RM : Elmau propose une saison de concert presque sans interruption. Quels sont les temps forts ?
SZ : Nous avons 220 évènements par an : concerts classique, jazz, pop, des conférences, des projections de films, des débats politiques. Nous proposons plusieurs festivals dans toutes les disciplines : la semaine de musique de chambre en janvier (suite du projet initié par Britten qui en est à sa 61e édition), une semaine du lied en septembre, une semaine de littérature en novembre (cette année consacrée à Proust). Nous invitons aussi, chaque fin novembre, l'Orchestre de chambre du Verbier Festival avec des solistes.
RM : Les artistes qui se produisent sont souvent très prestigieux ! Comment réussissez-vous à les inviter et à les fidéliser ?
SZ : Schloss Elmau est idéalement situé à la fin d'une vallée naturelle spectaculaire qui ouvre sur les paysages des Alpes allemandes. Nous avons une palette de services toute aussi spectaculaire avec spa et cuisines (un restaurant étoilé y est même inclus). Mais d'abord et avant tout Schloss Elmau accueille l'une des plus belles salles de musique de chambre d'Allemagne. Nous possédons plusieurs Steinway de haute qualité. Il en résulte une ambiance unique qui permet aux musiciens de trouver une inspiration unique, des conditions de travail idéales et un cadre propice au repos pour eux et leurs familles. Dès lors, une fois charmés par ce lieu singulier, ils ont toujours envie de revenir.
RM : A côté d'affiches prestigieuses, il y a aussi de jeunes artistes. Comment les repérez-vous ?

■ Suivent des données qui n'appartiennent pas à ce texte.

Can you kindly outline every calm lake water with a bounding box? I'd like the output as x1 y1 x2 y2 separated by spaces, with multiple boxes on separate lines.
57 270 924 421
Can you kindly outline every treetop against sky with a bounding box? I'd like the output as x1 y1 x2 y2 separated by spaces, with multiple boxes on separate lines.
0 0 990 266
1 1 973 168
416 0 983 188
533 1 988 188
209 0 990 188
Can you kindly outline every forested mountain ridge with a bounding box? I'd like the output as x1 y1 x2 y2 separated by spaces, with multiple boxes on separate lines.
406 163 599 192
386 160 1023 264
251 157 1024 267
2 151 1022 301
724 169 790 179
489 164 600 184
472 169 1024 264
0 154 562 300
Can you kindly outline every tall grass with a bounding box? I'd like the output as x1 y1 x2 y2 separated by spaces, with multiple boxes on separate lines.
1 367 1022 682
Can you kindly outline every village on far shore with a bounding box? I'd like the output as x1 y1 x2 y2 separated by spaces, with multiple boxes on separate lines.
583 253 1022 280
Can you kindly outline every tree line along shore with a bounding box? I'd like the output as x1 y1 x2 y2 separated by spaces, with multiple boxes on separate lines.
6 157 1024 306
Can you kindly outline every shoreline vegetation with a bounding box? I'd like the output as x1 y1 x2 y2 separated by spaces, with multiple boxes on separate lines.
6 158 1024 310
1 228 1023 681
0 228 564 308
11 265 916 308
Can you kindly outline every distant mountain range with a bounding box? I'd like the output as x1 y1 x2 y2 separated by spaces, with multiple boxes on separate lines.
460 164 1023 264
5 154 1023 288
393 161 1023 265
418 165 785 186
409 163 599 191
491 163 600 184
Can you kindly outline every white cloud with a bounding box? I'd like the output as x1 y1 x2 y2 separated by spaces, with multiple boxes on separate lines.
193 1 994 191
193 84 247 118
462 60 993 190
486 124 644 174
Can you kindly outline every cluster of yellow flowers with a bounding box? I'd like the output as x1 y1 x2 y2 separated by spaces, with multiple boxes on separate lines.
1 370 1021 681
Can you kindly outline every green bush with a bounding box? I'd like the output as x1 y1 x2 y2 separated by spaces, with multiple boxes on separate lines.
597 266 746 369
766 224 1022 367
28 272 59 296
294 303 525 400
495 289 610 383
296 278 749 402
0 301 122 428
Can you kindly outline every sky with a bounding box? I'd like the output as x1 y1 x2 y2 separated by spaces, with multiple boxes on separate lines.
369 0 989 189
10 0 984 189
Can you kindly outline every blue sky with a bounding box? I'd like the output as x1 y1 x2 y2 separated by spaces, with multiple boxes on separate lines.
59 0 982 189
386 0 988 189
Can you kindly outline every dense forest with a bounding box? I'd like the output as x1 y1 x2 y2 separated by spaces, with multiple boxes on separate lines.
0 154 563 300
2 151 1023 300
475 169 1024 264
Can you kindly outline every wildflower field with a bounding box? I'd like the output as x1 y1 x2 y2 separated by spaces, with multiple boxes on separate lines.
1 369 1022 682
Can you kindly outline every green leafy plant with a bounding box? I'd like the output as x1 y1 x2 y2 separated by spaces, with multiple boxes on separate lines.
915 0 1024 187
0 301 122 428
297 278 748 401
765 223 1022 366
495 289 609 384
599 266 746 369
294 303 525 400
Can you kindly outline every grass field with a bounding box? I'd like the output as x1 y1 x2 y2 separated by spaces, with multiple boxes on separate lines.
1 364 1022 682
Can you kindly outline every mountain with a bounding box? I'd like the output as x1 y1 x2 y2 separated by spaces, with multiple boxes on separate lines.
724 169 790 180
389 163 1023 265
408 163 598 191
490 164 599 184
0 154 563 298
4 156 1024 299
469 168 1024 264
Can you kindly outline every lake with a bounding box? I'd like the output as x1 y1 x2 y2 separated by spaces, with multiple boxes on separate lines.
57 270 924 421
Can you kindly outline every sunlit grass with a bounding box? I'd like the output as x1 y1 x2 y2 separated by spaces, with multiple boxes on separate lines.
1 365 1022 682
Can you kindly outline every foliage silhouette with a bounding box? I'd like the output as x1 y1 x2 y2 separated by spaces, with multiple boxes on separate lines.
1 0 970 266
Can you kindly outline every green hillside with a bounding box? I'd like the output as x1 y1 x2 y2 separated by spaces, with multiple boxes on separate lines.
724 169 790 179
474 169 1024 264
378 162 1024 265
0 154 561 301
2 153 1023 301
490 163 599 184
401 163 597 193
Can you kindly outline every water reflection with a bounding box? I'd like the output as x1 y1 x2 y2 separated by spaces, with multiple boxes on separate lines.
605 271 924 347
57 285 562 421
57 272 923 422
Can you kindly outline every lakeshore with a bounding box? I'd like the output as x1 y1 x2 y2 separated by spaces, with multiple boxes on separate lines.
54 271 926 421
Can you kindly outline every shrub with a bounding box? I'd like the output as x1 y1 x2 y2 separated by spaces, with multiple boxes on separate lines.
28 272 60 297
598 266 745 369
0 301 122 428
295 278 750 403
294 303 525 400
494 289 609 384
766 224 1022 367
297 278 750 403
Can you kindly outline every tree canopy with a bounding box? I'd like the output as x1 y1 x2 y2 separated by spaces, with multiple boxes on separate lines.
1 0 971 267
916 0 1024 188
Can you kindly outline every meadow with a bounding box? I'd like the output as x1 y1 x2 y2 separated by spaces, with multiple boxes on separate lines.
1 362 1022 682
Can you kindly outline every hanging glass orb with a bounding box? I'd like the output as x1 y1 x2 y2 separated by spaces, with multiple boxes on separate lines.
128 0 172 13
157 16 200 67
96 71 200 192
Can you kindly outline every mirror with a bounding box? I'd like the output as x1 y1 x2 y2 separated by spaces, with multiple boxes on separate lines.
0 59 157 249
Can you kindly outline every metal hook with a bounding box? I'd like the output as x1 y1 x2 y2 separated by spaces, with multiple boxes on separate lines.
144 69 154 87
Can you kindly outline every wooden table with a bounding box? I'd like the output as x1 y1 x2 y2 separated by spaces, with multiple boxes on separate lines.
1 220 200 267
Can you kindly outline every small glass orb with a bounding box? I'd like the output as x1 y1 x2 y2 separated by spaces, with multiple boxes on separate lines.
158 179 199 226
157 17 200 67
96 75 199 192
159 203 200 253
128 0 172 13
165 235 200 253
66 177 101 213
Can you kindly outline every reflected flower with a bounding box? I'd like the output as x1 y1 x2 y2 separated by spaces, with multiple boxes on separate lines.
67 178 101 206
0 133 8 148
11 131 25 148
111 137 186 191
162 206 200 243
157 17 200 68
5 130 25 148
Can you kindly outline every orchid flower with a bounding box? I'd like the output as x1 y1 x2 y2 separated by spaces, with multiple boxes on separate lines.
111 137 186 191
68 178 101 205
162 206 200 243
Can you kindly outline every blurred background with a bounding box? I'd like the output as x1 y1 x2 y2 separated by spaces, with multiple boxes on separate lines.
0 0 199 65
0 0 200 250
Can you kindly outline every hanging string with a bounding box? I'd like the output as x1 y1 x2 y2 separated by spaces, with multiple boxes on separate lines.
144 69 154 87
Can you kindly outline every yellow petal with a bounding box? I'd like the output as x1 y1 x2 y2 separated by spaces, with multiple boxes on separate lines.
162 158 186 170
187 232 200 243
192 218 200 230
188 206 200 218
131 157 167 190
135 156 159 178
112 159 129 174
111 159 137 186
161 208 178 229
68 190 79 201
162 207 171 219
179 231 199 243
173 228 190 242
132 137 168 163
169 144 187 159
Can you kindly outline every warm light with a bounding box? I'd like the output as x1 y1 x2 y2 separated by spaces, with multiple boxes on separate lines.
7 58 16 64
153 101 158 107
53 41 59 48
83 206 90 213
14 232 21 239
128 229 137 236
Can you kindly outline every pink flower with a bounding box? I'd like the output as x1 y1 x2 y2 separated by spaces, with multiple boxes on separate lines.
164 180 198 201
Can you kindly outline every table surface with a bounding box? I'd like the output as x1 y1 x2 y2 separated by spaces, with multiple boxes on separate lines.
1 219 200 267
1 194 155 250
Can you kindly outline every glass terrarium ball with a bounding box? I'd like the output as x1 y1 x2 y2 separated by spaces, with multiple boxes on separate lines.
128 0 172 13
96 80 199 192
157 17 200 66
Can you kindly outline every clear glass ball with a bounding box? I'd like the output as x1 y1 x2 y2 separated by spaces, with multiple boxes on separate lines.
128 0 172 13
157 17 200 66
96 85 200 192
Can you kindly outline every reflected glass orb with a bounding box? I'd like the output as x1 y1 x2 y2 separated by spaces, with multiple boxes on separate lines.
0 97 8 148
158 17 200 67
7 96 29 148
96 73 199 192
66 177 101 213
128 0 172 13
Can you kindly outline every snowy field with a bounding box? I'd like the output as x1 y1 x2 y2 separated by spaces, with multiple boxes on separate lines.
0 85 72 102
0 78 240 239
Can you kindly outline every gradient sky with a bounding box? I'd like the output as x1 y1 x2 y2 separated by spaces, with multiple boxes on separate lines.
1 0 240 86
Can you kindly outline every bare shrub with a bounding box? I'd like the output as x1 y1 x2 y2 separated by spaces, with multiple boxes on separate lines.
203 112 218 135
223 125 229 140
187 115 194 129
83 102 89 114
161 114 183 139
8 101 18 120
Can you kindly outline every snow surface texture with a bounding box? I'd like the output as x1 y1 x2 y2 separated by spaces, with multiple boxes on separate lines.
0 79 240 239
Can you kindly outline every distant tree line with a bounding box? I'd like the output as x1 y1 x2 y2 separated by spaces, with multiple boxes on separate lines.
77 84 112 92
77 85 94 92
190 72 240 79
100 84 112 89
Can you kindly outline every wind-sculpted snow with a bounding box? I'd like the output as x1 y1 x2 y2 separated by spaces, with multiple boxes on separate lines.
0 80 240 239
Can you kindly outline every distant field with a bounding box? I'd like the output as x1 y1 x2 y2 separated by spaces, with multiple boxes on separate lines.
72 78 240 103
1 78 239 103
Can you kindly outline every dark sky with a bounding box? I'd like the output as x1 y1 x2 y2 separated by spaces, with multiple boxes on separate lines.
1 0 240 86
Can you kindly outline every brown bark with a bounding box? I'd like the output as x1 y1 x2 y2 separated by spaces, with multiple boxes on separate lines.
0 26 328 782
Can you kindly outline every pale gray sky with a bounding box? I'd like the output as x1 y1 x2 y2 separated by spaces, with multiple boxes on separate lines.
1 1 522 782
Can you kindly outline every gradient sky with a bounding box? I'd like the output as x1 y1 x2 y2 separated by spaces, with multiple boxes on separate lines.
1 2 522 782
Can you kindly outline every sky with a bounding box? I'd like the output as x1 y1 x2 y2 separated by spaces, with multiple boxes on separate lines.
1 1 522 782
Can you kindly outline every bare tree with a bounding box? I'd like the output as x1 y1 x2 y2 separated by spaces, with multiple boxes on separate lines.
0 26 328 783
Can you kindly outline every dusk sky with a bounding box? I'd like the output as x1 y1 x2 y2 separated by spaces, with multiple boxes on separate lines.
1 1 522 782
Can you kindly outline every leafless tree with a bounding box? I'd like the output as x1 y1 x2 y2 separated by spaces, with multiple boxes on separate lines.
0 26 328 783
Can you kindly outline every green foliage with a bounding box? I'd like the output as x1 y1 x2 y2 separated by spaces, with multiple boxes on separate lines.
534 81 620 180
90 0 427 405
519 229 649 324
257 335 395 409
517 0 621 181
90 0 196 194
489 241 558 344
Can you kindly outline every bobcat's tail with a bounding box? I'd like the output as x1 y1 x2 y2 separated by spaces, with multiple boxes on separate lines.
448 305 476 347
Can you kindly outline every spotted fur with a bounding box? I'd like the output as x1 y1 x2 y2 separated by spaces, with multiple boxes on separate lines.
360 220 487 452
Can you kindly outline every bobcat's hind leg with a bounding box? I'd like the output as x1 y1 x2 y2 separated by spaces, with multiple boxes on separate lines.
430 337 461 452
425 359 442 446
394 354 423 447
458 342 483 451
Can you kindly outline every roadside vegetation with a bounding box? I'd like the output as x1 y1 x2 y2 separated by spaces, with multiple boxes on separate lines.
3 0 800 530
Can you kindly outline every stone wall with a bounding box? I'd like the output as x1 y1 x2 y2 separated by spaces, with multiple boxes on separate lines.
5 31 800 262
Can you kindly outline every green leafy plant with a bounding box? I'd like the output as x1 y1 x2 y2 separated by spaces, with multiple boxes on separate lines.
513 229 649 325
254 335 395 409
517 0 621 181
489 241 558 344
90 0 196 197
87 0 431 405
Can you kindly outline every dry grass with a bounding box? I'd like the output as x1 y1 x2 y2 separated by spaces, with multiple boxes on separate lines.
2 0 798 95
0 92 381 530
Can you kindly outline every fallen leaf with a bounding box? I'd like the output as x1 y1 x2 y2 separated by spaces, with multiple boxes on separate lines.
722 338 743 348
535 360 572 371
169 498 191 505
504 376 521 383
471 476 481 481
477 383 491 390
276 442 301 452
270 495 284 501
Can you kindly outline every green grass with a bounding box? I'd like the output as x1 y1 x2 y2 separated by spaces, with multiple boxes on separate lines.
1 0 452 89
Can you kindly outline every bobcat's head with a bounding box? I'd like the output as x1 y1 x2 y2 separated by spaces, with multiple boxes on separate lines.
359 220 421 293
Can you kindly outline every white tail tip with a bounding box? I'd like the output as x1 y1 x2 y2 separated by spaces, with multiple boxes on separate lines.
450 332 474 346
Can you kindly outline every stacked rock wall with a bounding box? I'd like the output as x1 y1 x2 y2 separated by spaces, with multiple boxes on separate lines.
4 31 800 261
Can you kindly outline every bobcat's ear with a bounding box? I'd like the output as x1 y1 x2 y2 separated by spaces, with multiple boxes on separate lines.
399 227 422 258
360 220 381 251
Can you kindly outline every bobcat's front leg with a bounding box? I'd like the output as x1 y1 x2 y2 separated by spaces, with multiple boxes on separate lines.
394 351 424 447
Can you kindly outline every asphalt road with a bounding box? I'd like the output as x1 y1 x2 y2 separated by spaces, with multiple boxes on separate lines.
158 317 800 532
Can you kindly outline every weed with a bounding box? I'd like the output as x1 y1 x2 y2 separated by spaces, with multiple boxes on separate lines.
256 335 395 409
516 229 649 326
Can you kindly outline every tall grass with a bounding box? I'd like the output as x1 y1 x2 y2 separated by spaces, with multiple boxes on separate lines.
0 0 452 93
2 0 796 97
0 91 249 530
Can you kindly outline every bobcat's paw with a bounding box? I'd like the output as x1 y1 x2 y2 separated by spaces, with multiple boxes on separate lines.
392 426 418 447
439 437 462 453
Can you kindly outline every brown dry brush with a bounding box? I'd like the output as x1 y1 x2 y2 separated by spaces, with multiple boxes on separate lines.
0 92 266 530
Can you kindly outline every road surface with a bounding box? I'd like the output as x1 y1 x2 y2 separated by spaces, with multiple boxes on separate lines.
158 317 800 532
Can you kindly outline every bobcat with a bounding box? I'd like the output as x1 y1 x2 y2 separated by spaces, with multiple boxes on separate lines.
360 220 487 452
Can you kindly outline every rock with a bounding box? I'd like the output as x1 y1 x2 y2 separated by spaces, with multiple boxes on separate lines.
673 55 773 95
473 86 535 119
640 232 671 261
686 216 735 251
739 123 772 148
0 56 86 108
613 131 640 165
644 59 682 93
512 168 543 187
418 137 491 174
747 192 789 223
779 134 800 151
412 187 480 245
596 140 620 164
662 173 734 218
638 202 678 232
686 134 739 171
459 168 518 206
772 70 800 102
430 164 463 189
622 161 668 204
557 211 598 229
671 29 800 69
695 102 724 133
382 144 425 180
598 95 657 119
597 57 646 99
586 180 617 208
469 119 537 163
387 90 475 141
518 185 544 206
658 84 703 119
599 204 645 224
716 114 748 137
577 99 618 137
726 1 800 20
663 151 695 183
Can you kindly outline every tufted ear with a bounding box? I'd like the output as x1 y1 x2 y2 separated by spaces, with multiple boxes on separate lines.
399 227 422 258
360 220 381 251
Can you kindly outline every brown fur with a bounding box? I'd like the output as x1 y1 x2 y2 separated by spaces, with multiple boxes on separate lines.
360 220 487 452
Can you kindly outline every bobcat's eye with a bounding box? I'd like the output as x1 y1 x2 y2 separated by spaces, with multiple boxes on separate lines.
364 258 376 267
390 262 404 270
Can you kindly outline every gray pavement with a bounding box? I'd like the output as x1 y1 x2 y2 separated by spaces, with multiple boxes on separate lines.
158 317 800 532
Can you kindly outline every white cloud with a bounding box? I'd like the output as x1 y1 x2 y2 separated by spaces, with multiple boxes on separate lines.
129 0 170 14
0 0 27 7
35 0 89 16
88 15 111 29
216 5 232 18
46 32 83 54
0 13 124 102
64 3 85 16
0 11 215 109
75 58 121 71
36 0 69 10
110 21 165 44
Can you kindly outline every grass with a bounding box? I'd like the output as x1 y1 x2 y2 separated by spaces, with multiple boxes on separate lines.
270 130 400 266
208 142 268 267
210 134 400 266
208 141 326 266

SZ : En écoutant toutes les musiques dans tous les lieux de la planète : festivals, salles de concerts et même certaines compétitions. Mais je fréquente les concours avec parcimonie depuis qu'un pianiste très distingué m'a dit un jour que la musique ne s'épanouissait pas dans la compétition. J'aime présenter les musiciens intéressants dans tous les domaines. Je suis plus impressionnée par l'énergie des nouvelles approches des jeunes musiciens innovants que par les noms qui sortent des palmarès des compétitions considérées comme « prestigieuses ».
RM : Elmau est situé dans les Alpes bavaroises à une centaine de kilomètres au sud de Munich. Comment parvenez-vous à faire venir régulièrement le public ?
SZ : Il ne faut pas oublier que nous sommes également à quelques encablures de la frontière avec l'Autriche. Nous sommes en effet au sud de Munich, mais c'est un atout car les gens aiment quitter le tumulte de la grande ville à la recherche d'une inspiration intellectuelle. Les villes voisines de Garmisch et d'Innsbruck et tous les villages des alentours sont heureux d'avoir une salle de concert digne de ce nom dans leur propre région …. Il est intéressant de voir que nous sommes maintenant imités par d'autres institutions maintenant. Beaucoup de gens semblent rechercher une nouvelle manière d'occuper leurs temps libres, une alternative au « ne rien faire », mais plutôt en cultivant leur esprit.